The house smells like shoes, leftover nachos
on the table, there is a complex politics to
everything the brother and sister are doing. Mum
doesn’t understand and the youngest clings to
her hem like lichen terrified by the b-grade
British kitsch of davros and his daleks.
These are myths they don’t bother recording
and it’s only later that they realise somethings
missing.
dust
the tobacco farmers weep out their windows
their hearts wrung of tears like the last drops
of water from a stubborn tea towel they know that
one of these cold nights poor manufacturing will claim
the lightbulb in the kitchen and the draughts whistling
through the house like darts render candles inoperative.

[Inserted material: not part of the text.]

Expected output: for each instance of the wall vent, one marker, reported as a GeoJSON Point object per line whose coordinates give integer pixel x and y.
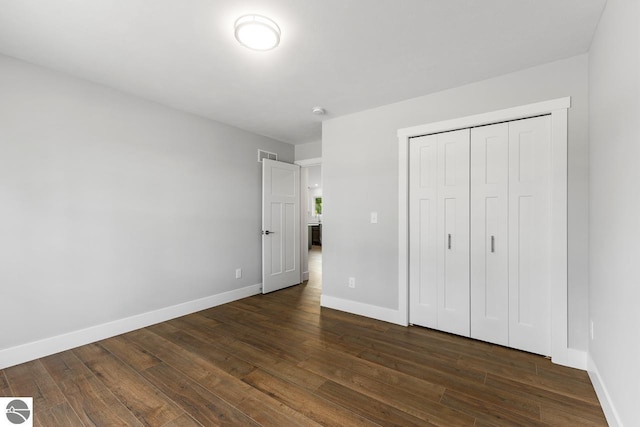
{"type": "Point", "coordinates": [266, 155]}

it takes a special skill to plumb these depths late at night
looking for those treasures that lie in the wake of the task
that both philosophers and whores are apt to do and all the
time the moonlight in shafts smears your skin like the black
blood of a plague that happened in an epoch long before
you walked into a bookstore and chose camus over carver.
holiday poem
losing sight of the rocky beach
we float out in the
blue crystal at the edge
of a mini cove
we stayed for days in the rhythm
of the ocean tallies in
ice in plastic bags hanging
from the tree
port at night listening to one dayers
in the car the saltsound
of the ocean fresh in our ears
pushing the envelope of
bravado we swell the numbers at
the pub and take over
the pool table and the
dart board
parataxis is something you forget
about in the sun
and only remember
you wake up
kerouac-faced and champin’ at the
bit to get it all down
but no stanza will
ever take you back.
"Grunter’s gotta do,
what Grunter’s gotta do !"
the trouble with dichotomies
is that you’ll always end up on one side
of a besser brick wall with a stick of dynamite
in your hand and typing far quicker
than the words appear on your screen
the screech of a vulture or tires signals
doom and you start to count back towards
the definitive moment in you’re life when
you became that person you were today
but its retrospective and impossible like the way
I can’t remember when i started writing
in the third person like a frustrated second
rower down on game time and form
being interviewed after the game they’ve just lost
you’ve just lost the vulture swoops the holden
pounces and the dichotomies all dissolve
as you bounce off the hood the last drop of water
evaporates off your tongue and the night
falls across your eyes like an overabundant
pension of booze and pharmaceuticals-
ya dig !
Have you ever seen the rain ?
A snail’s day or the way a junkie’s eyes
scan the cab of an unlocked ute in a busy
suburban carpark reminds me of a spiky
desert lizard shuffling out from beneath
his hiding place to sun itself an hour
while twin Thunderbirds, driven by teenagers
playing the roles of impossible tragedy
and tragic impossibility, pull up head to head
on an empty road. He hands her something
wrapped in tissue paper and she smiles while
his eyes rest comfortably on an unnamed rock.
Without even thinking she gets back in the car
like an astronaut going into space, there’s some-
thing he’s forgotten, he’s never even seen her face.